Underwater Adaptive Height-Constraint Algorithm Based on SINS/LBL Tightly Coupled

Abstract

The application of strap-down inertial navigation system/long baseline system (SINS/LBL) has been proven to be an effective method to solve the accumulated position error of autonomous underwater vehicles (AUVs). However, height positioning in the SINS/LBL system is generally unstable. Acoustic differential technology uses single- or double-difference mode to weaken the influence of system errors on signal propagation time, but the vertical positioning result of this method is unstable. Moreover, the accumulative errors of inertial navigation will cause the height positioning errors to diverge over time. In view of the situation that the height positioning results are prone to divergence, the SINS/LBL tightly coupled (SLT) system is studied and an adaptive method based on the improved Sage–Husa adaptive filter is proposed.
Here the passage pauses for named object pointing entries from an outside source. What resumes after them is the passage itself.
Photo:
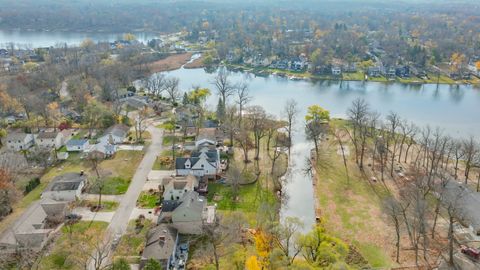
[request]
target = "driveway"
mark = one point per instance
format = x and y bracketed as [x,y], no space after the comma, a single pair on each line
[88,215]
[129,147]
[122,215]
[120,219]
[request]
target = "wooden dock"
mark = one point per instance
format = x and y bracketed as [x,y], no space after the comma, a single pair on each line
[316,198]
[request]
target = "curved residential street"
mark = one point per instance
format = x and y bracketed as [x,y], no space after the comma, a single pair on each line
[127,204]
[119,222]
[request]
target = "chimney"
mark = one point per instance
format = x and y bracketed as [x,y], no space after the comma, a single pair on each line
[161,239]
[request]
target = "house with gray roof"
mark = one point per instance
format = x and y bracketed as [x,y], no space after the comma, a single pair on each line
[197,166]
[115,134]
[466,204]
[161,245]
[175,188]
[18,141]
[75,145]
[189,214]
[66,187]
[50,140]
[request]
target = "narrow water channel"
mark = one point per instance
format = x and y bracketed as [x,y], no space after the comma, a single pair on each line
[456,109]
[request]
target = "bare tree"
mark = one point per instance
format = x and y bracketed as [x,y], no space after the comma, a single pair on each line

This method adaptively adjusts the system noise matrix and then utilizes depth information of the pressure sensor (PS) to adaptively estimate the vertical direction errors. To verify the feasibility of the proposed algorithm, the simulation experiments compare the positioning results of three fusion methods that are centralized Kalman filter (CKF), federated Kalman filter (FKF), and adaptive height-constraint Kalman filter (AHKF). Simulation results show that the AHKF algorithm improves the precision and stability of underwater SLT navigation system significantly. To some extent, the AHKF algorithm addresses the problem of accumulative errors in the vertical direction in the SLT system. Also, the improvement of height positioning accuracy is hugely helpful to AUV complete mission successfully.